Coffee Percs

On the way back to the kitchen, he replaced the shotgun on the rack in the hall.  In the kitchen, the coffee was hot and ready on the stove.  He took two blue enamel cups from the shelf on the wall and filled them with the streaming black brew.”
              –C. Wayne Winkle (Frank Bannon–The Fixer)

    I heard yur hoss, so I poured a cup for ya.  Using that Black Gold from Folgers this mornin’, ahhh, sure delightful.  I’m a little picky about my coffee as you know.  I not one of those coffee snobs that can only drink certain types of coffee and in a certain way.  Reckon my biggest complaint is that it’s usually not strong enough.  I like to taste the coffee not just some flavored water.
    Yep, I understand the thinkin’ of the person in the quote.  The shotgun’s handy, and pistol if needed.  There are crazy things now, yuh think, ha, it’s just gettin’ started.  How about that young whippersnapper who thinks that small churches are a problem and that we should “unhitch” from the Old Testament?  Now, he is supposedly more enlightened that we are, at least this ol’ fence post, and it is done in the name of being progressive.  What about the Scripture in the New Testament that states that ALL Scripture is inspired?  Ptui on progressive! That’s heresy.

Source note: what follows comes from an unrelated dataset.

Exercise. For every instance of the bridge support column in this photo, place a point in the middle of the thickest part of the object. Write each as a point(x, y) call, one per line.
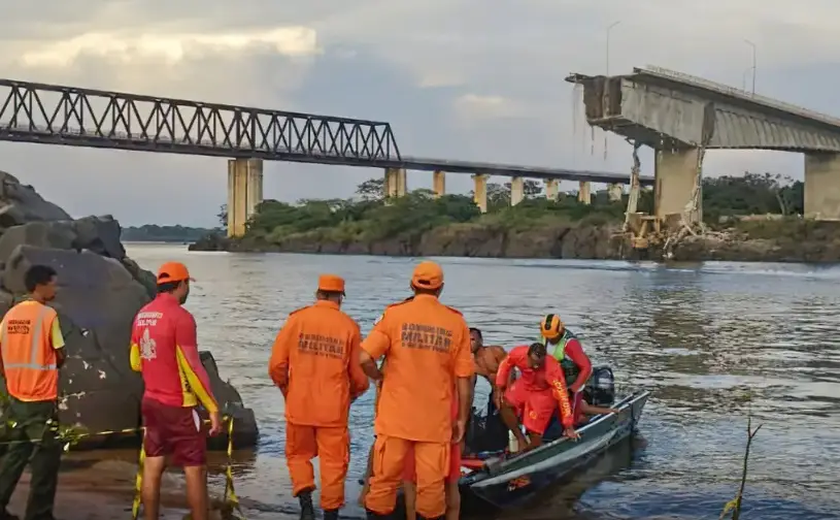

    Drink it down pard, for I’m just gettin’ started this mornin’.  There’s another one of those progressive hot-shots who says that he don’t think we can be governed by the Constitution; it’s just too old.  Ask him how to fix things, and he just haws around without an answer, but we need to get rid of the Constitution.  He’s just one of those bureaucrats up in Washington.  Then that other jasper who is goin’ to run for President, whose mother says that the defenders of the Alamo were only a bunch of drunks and crooks.  
    Gotta settle down, let me finish this cup, ‘fore I get too riled.  Problem really is that the Old Testament and the Constitution doesn’t fit these progressive folks agenda.  Listen, no matter what, truth is truth!  
    Say, I met with my new publisher.  He seems like one of us ol’ codgers who realize the value of writing a good story and not getting “progressive” with it.  If yuh are looking for my first book, the title has changed to “The Journal of Elias Butler.”
    Yeah, I know, yuh gotta be headin’ on down the road.  Yuh ride easy, now ya hear?  Check that cinch, and keep yur gun oiled and ready.  Sure to be readin’ the Bible, includin’ the Old Testament.